Dieser Höhenflug war keineswegs vorgezeichnet, vielmehr sollte der am 7. Juli 1962 geborene Aschbacher als ältester Sohn von sechs Kindern den elterlichen Hof übernehmen. Doch der Bub war wissbegierig und tägliche Visiten in der Pfarrbibliothek angesagt, um wieder ein neues Buch auszuborgen. Stipendium und Nebenjobs ermöglichten den Besuch des Gymnasiums und das Studium. Seine durch die Mondlandung geweckte Faszination ließ ihn Meteorologie und Geophysik an der Universität Innsbruck studieren, etwas "womit man mit dem Weltraum arbeiten kann", erinnerte er sich.
Doch nicht Österreichs erster Astronaut
Der Weltraum sollte sein ganzes berufliches Leben prägen, auch wenn ihm der große Traum verwehrt blieb, selbst dorthin zu kommen: Noch als Student wollte er Österreichs erster Astronaut werden und bewarb er sich für die Mission "Austromir" - erfolglos: 1991 flog Franz Viehböck als erster Astronaut zur damaligen russischen Raumstation "Mir".
Gleich nach seiner Dissertation im Jahr 1989 heuerte Aschbacher bei der ESA an. Seine erste Station war das European Space Research Institute (ESRIN) in Frascati bei Rom. Nach Aufenthalten in Asien, wo er am Asian Institute of Technology in Bangkok (Thailand) Erdbeobachtungsmethoden mit Radar-Technologien und Bildverarbeitung lehrte und die Interessen der ESA in Südostasien vertrat, kehrte er 1994 nach Europa zurück. In seinen sieben Jahren am EU-Joint Research Centre in Ispra (Italien) entwickelte Aschbacher das nunmehr unter dem Namen "Copernicus" bekannte EU-Erdbeobachtungsprogramm mit. Ab 2001 folgte eine siebenjährige Tätigkeit am ESA-Hauptquartier in Paris.
Danach ging der Vater dreier Kinder erneut an das ESRIN nach Italien, wo er für die Programmplanung und Koordination zuständig war. 2016 wurde er Direktor für Erdbeobachtung bei der ESA - der erste Österreicher, der einen Direktorenposten im zehn Mitglieder umfassenden ESA-Direktorium bekleidet. Mit dem Bereich Erdbeobachtung verwaltet er das höchste Teilbudget der Raumfahrtagentur und ist für alle ESA-Erdbeobachtungsmissionen sowie damit in Verbindung stehenden Anwendungen zuständig.

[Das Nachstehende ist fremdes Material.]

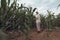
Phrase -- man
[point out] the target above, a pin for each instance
(38, 22)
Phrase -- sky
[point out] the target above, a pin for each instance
(42, 5)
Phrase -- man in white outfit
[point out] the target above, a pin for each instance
(38, 22)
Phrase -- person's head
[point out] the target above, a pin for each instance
(37, 12)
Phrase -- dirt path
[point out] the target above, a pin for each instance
(54, 35)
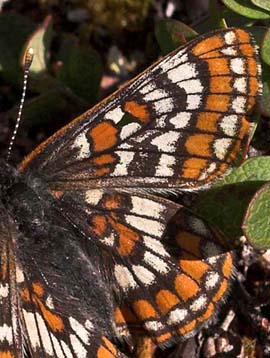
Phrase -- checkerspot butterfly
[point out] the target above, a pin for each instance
(90, 245)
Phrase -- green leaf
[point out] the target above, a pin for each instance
(265, 101)
(171, 34)
(14, 30)
(40, 41)
(256, 224)
(81, 70)
(232, 19)
(224, 205)
(265, 49)
(246, 8)
(216, 15)
(264, 4)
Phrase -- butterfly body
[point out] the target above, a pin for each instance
(88, 250)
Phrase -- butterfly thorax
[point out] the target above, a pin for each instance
(19, 196)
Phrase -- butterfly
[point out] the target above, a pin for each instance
(90, 244)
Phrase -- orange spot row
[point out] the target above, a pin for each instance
(207, 314)
(189, 242)
(127, 238)
(107, 351)
(194, 268)
(220, 84)
(166, 301)
(187, 328)
(199, 144)
(207, 121)
(185, 287)
(137, 110)
(207, 45)
(217, 102)
(144, 310)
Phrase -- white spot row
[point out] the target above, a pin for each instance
(148, 207)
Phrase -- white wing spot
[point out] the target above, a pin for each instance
(4, 289)
(239, 104)
(128, 130)
(125, 159)
(155, 95)
(155, 245)
(163, 105)
(153, 325)
(115, 114)
(212, 280)
(193, 101)
(221, 146)
(230, 37)
(43, 330)
(229, 51)
(166, 142)
(77, 346)
(177, 315)
(199, 303)
(109, 240)
(237, 65)
(146, 207)
(192, 86)
(181, 120)
(164, 168)
(82, 144)
(6, 333)
(228, 124)
(93, 196)
(240, 84)
(31, 326)
(155, 262)
(182, 72)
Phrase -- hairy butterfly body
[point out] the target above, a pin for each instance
(87, 250)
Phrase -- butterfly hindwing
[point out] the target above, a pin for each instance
(48, 308)
(92, 236)
(182, 123)
(171, 270)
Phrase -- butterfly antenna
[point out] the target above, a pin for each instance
(27, 63)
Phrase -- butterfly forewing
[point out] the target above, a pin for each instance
(182, 123)
(99, 241)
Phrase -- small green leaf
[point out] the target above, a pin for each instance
(264, 4)
(40, 41)
(265, 101)
(224, 205)
(171, 34)
(246, 8)
(256, 224)
(265, 49)
(81, 70)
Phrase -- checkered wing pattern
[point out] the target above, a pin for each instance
(40, 314)
(170, 269)
(182, 123)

Erdbeobachtung mit Herzblut
Der Autor von mehr als 100 wissenschaftlichen Publikationen ist dabei nicht nur Weltraum-Bürokrat, sondern betreibt die Erdbeobachtung mit Herzblut. Wenn er etwa auf Satellitenbildern die Zerstörung des Amazonas sieht, sagt er laut Wochenzeitschrift "Zeit": "Das ist die Lunge der Erde, und wir holzen das ab? Da verliert man doch den Glauben an die Vernunft. Es ist verbrecherisch, wie wir mit diesem Planeten umgehen."

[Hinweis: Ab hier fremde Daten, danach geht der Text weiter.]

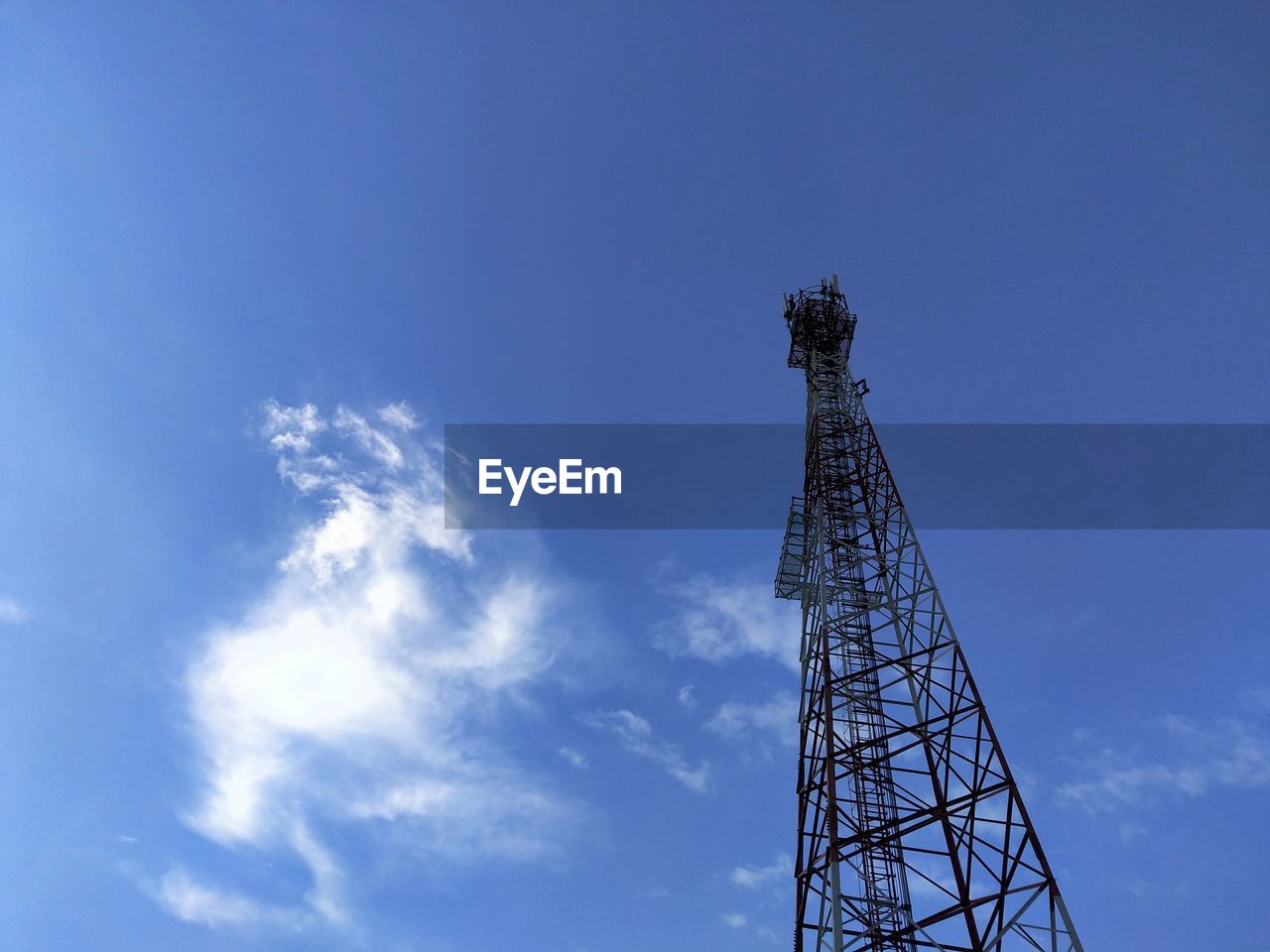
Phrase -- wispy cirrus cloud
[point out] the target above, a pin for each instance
(775, 719)
(353, 687)
(635, 737)
(720, 621)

Dass mit Aschbacher ein Österreicher Mitte kommenden Jahres den amtierenden Generaldirektor Jan Wörner an der Spitze der ESA ablöst, gilt als kleine Sensation. Den ESA-Generaldirektor stellten bisher vor allem die großen Mitgliedsstaaten wie Deutschland, Frankreich, Italien und Großbritannien, Österreich trägt dagegen rund ein Prozent zum ESA-Budget (6,7 Milliarden Euro im Jahr 2020) bei.